2. Choose Chunking Method

  • Sentence-based parsing - Breaks text into chunks of complete sentences
  • Fixed-size parsing (with overlap) - Breaks text into fixed-size chunks with overlap
  • Custom code - Uses text parsing techniques like regex
  • LLM augmentation - Generates textual representations of images or summaries of tables using LLM
  • Document layout analysis - Combines OCR with deep learning to extract document structure and text
  • Prebuilt model - Uses models pre-trained for specific document types or genres
  • Custom model - Uses custom models for structured documents where no prebuilt model exists
  • Manual - Uses human-curated chunks
Method Tool Examples Effort Processing Cost
Sentence-based parsing
  • SpaCy sentence tokenizer
  • NLTK sentence tokenizer
Low Low
Fixed-size parsing
  • LangChain recursive text splitter
  • Hugging Face chunk visualizer
Low Low
Custom code
  • Python (re, regex, BeautifulSoup)
  • R (stringr, xml2)
Medium Low
LLM augmentation
  • Azure OpenAI
  • OpenAI
Medium High
Document layout analysis
  • Azure AI Document Intelligence
  • Donut
Medium Medium
Prebuilt model
  • Azure AI Document Intelligence
  • Power Automate
Low Medium/High
Custom model
  • Azure AI Document Intelligence
  • Tesseract
High Medium/High
Manual
  • Human reviewers
  • LabelStudio
High Low

Enrichment Phase

1. Clean Chunks

  • Lowercase text - Embeddings are usually case-sensitive meaning "Cheetah" and "cheetah" would result in a different vector despite having the same logical meaning
  • Remove stop words - Removing stop words like "a", "an" and "the" would allow both "a cheetah is faster than a puma" and "the cheetah is faster than the puma" to both be vectorially equal to "cheetah faster than puma."
  • Fix spelling mistakes
  • Remove unicode characters
  • Normalisation (expand abbreviations, convert numbers to words, expand contractions)

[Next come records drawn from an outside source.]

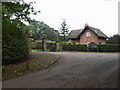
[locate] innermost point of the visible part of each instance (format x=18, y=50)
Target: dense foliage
x=14, y=45
x=99, y=48
x=14, y=35
x=76, y=47
x=64, y=30
x=38, y=28
x=109, y=48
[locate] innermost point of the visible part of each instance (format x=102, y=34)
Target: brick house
x=87, y=35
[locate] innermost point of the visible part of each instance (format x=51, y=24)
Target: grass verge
x=36, y=61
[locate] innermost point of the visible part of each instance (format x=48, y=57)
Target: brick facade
x=93, y=38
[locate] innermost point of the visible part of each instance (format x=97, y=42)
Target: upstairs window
x=88, y=34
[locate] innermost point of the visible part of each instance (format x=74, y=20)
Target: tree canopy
x=38, y=28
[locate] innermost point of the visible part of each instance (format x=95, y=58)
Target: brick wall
x=93, y=38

2. Augment Chunks with Metadata

Metadata can help filter the chunks prior to the semantic search or be used as part of it.

Examples of metadata fields:

  • Title
  • Summary
  • Keywords
  • Source
  • Language
  • Questions that the chunk can answer

Embedding Phase

1. Choose Embedding Model

2. Evaluate Embedding Model

Persisting Phase

Vector storage Examples:

- Pure vector databases: Pinecone, Weaviate
- Full-text search databases: Elasticsearch, OpenSearch
- Vector-capable SQL databases: PostgreSQL with pgvector
- Vector-capable NoSQL databases: MongoDB

Retrieval Phase

  • Choose between approximate nearest neighbor (ANN) or exact nearest neighbor search based on performance requirements
  • Implement hybrid search combining semantic and keyword-based approaches for improved results

2. Fine-tune Retrieval

  • Experiment with different similarity thresholds
  • Implement re-ranking strategies to improve relevance of retrieved chunks

Conclusion

Implementing a successful RAG solution requires careful consideration of each phase, from preparation to evaluation. By following this guide, you can create a robust and effective RAG system tailored to your specific needs.